Campala, 15 fev (EFE).- A polícia deteve nesta segunda-feira o principal candidato da oposição em Uganda, Kizza Besigye, a três dias das eleições presidenciais, por tentar entrar na capital do país junto com seus militantes em uma manifestação que não tinha sido autorizada pelo governo.

As eleições, que acontecerão nesta quinta-feira, são as mais apertadas desde que o atual presidente, Yoweri Museveni, chegasse ao poder, em 1986. Muitas pesquisas dão a ele a vitória com 53% ou 54% dos votos. Em 2011 ele venceu com quase 70%.

A detenção de Besigye, médico pessoal de Museveni durante a guerra civil (1980-1986), aconteceu no mesmo momento em que a Comissão Eleitoral conversava com observadores locais e internacionais que participarão do pleito.

A polícia lançou gás lacrimogêneo para bloquear a passeata dos fãs de Besigye, que está diante da melhor oportunidade que já teve em quase duas décadas, após perder as eleições de 2001, 2006 e 2011.

O inspetor-geral da polícia, Kale Kayihura, que estava na reunião para dar os detalhes do dispositivo de segurança para a eleição, teve que deixá-la para lida com o caso.

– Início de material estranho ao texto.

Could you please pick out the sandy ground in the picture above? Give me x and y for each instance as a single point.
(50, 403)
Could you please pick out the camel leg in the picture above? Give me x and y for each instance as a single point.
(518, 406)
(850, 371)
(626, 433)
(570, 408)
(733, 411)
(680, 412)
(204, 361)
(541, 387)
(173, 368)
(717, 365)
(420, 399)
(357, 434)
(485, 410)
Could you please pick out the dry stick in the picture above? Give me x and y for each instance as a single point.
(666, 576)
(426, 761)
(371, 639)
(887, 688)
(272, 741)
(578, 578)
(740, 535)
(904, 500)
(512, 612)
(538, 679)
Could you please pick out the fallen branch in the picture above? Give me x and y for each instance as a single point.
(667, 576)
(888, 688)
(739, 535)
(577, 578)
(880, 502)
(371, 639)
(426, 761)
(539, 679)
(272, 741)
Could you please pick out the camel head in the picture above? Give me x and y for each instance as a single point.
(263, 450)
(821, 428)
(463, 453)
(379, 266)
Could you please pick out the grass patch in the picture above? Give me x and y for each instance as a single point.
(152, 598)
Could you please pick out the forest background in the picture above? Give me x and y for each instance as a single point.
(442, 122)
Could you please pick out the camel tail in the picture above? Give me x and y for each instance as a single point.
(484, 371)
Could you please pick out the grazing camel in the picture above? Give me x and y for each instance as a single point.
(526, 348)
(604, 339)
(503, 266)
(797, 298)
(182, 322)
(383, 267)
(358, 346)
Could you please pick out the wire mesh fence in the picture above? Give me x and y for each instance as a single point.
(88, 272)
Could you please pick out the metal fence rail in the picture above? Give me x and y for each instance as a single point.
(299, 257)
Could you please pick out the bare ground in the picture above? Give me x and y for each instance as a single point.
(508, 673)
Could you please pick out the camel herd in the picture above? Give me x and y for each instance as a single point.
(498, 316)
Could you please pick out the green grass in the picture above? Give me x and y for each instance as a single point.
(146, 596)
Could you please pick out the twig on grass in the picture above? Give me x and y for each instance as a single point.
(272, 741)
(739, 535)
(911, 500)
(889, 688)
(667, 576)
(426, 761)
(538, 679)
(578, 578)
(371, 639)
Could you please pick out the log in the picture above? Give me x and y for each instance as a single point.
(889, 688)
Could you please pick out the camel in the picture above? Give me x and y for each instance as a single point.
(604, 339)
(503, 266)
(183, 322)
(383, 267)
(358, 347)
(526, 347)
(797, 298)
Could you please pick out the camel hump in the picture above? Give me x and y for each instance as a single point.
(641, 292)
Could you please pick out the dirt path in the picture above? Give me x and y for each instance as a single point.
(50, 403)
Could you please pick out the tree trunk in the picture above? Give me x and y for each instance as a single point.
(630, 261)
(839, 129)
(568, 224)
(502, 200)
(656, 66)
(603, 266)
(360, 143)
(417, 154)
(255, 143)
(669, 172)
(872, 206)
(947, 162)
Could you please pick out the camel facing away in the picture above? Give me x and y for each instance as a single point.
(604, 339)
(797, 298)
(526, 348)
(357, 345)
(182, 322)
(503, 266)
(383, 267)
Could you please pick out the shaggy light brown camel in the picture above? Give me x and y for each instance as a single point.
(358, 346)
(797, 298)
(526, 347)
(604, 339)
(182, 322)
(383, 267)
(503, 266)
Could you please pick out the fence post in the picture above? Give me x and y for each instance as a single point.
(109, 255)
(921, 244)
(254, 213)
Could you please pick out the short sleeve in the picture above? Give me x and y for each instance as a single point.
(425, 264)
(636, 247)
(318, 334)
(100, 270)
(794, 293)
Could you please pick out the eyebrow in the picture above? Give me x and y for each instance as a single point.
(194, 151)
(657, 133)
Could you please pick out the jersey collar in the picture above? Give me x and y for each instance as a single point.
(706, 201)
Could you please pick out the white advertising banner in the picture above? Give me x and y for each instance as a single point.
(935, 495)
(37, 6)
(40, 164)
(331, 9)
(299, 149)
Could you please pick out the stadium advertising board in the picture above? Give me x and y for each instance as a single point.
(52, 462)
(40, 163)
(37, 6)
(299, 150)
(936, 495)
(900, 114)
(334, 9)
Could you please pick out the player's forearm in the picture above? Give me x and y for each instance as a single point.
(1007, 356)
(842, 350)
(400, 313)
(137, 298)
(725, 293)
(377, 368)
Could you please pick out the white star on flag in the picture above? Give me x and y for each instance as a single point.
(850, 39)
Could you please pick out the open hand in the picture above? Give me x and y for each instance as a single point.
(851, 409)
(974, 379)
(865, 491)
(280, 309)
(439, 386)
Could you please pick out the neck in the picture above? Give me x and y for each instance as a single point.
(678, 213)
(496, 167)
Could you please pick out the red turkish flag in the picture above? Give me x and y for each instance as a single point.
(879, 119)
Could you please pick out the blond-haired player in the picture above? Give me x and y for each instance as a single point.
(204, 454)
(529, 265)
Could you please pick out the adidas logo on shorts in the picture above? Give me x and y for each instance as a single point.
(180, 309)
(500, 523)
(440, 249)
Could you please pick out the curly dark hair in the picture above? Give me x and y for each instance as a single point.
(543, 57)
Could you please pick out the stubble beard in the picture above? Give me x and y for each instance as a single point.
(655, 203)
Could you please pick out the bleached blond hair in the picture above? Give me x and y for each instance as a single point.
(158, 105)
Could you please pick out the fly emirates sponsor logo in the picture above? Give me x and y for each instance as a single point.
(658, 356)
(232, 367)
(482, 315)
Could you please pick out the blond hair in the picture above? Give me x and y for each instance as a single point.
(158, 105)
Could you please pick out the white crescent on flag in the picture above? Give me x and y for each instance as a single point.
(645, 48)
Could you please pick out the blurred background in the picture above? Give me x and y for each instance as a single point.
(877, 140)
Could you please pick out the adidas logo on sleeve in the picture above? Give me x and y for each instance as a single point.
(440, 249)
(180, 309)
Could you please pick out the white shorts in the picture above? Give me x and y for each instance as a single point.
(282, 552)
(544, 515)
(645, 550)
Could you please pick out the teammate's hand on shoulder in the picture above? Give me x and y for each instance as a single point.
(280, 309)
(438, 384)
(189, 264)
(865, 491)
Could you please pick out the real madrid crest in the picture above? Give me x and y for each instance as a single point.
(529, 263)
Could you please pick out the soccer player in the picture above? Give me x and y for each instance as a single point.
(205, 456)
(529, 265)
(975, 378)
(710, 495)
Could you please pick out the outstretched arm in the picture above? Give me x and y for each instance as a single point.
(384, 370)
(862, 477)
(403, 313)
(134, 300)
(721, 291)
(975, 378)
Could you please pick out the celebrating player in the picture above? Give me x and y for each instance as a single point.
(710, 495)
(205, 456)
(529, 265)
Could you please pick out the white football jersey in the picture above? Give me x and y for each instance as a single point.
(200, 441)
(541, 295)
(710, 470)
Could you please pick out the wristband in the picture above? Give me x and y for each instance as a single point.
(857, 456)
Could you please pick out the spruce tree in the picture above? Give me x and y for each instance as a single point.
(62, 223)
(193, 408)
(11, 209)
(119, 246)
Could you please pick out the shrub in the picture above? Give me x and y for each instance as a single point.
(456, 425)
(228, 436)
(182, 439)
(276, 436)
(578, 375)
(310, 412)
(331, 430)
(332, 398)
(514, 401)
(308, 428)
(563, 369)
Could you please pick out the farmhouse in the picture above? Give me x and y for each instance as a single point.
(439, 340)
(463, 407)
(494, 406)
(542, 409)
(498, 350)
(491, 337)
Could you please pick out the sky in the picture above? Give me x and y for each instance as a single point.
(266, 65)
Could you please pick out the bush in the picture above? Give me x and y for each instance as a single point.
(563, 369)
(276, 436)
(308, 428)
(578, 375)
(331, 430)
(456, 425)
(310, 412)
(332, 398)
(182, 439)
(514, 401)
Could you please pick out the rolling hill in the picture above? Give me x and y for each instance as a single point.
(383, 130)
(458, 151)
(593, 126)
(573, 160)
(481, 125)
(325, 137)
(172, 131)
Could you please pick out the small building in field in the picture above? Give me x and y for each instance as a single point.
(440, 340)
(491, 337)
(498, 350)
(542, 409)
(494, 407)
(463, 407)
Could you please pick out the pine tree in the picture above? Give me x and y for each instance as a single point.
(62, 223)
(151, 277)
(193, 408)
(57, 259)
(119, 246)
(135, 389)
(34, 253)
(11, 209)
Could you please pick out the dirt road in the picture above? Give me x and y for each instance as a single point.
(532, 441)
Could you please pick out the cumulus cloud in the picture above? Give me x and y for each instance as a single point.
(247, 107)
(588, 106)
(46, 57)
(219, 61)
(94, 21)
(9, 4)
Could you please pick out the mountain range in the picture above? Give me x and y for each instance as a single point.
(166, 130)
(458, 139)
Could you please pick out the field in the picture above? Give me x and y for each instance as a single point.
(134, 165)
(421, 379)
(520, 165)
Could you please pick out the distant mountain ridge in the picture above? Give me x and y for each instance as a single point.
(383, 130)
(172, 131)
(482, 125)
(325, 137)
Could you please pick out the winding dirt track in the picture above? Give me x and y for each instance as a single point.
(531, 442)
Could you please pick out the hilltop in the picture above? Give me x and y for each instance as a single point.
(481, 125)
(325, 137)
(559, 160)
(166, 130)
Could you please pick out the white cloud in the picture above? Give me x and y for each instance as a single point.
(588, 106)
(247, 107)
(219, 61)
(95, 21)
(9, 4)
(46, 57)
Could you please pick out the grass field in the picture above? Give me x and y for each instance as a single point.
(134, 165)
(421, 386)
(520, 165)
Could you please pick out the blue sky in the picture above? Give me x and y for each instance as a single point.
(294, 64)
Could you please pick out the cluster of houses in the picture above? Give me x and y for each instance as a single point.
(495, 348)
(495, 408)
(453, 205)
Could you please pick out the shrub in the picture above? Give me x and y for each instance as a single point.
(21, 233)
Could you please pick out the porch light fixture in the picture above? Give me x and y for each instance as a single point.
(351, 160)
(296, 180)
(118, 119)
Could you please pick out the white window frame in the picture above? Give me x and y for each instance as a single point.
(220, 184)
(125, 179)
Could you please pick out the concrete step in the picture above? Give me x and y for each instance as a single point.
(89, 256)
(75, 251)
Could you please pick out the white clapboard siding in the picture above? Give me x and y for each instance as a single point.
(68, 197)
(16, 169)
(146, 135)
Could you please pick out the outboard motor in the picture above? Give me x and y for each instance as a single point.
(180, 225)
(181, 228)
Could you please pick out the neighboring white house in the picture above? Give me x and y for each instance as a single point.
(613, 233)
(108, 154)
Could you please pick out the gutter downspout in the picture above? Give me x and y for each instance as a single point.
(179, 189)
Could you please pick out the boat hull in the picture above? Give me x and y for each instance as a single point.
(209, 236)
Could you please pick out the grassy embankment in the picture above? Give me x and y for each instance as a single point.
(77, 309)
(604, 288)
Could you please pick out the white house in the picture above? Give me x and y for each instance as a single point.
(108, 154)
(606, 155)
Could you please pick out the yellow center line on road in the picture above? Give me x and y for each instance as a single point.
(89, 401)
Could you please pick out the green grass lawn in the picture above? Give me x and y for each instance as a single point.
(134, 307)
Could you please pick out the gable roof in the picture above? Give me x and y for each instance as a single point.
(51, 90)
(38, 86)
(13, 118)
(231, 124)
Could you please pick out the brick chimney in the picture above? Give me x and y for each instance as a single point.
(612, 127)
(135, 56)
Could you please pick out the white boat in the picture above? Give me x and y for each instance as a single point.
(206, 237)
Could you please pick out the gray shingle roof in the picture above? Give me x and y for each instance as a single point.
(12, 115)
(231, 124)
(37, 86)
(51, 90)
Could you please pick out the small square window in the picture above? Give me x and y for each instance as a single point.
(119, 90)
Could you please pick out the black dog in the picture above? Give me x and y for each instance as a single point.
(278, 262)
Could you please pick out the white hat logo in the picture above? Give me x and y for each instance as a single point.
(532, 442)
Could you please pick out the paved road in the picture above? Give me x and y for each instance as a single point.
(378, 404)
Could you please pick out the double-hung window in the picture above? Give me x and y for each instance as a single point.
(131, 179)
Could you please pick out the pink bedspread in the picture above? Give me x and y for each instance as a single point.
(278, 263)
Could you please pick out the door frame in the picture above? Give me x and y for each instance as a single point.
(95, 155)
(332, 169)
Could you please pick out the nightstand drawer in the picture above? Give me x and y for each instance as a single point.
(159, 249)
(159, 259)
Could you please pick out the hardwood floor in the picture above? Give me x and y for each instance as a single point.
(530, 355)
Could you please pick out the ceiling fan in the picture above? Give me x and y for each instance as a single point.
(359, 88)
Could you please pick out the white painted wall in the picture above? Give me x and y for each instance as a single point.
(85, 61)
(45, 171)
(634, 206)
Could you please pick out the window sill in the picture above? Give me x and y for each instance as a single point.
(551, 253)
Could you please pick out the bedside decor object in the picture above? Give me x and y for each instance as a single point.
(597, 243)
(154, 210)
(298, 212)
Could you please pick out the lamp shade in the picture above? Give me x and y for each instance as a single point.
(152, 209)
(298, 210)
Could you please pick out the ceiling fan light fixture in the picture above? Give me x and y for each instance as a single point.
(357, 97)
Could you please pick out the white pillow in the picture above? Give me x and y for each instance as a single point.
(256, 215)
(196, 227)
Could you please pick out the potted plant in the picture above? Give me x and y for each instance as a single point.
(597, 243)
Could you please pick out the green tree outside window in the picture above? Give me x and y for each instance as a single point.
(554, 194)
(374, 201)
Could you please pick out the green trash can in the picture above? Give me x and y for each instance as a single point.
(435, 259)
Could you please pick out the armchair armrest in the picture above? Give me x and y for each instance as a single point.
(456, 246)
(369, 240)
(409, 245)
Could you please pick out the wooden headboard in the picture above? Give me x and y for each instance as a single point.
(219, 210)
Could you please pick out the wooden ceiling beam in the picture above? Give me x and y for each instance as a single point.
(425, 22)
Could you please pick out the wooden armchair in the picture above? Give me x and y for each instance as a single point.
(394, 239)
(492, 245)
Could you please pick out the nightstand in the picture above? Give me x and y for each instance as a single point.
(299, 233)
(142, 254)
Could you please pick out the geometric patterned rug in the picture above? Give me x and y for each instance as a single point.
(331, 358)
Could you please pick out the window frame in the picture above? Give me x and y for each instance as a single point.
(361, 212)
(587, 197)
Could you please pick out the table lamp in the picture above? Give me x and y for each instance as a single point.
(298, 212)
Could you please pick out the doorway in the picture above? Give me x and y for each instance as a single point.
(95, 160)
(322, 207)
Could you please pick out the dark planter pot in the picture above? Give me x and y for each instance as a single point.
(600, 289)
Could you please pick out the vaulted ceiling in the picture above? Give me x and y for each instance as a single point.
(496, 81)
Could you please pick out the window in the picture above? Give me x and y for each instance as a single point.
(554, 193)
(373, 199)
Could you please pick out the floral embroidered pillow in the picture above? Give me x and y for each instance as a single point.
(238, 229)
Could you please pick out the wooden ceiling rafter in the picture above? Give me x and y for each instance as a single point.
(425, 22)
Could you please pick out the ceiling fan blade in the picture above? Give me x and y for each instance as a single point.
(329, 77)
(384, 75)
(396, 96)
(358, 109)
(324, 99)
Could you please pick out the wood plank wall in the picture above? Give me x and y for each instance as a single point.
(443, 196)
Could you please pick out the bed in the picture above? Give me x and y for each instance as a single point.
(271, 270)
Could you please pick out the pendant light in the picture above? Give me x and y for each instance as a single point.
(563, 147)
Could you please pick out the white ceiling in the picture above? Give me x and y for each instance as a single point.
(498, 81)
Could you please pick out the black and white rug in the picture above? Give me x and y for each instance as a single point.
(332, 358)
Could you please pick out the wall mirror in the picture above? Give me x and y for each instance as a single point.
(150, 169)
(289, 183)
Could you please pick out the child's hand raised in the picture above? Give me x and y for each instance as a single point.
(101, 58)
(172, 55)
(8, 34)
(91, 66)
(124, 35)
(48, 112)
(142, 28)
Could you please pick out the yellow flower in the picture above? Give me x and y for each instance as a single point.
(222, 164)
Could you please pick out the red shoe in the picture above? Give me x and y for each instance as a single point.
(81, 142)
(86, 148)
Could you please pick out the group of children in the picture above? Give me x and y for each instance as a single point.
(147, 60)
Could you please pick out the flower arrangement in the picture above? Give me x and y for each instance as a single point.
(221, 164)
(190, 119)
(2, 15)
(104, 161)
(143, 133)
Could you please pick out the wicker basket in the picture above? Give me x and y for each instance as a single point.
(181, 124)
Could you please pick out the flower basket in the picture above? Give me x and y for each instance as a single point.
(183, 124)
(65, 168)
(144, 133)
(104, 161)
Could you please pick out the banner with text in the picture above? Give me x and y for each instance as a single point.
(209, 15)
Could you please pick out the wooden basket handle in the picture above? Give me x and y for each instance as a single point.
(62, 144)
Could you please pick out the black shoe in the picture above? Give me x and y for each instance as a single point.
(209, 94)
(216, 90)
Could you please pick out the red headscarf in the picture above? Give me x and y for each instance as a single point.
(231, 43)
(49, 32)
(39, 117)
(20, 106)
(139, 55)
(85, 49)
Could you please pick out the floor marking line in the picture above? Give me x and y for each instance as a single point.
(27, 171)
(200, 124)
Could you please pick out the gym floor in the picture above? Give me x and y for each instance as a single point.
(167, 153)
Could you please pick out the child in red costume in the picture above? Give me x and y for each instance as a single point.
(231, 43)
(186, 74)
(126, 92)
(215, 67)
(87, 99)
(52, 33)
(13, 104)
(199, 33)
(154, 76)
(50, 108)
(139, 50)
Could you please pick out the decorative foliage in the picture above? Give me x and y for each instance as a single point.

Faltando tão pouco tempo para as eleições, os candidatos estão convergindo em Campala, a capital do país, para pôr fim à dura campanha eleitoral, que incluiu pela primeira vez na história dois debates televisionados.

A prisão de Besigye foi o primeiro incidente grave ocorrido durante a campanha eleitoral, informou o inspetor Kayihura, que definiu o processo como "pacífico", embora tenha criticado que um dos candidatos, sem dizer qual, se dedicou a desafiar às forças de segurança.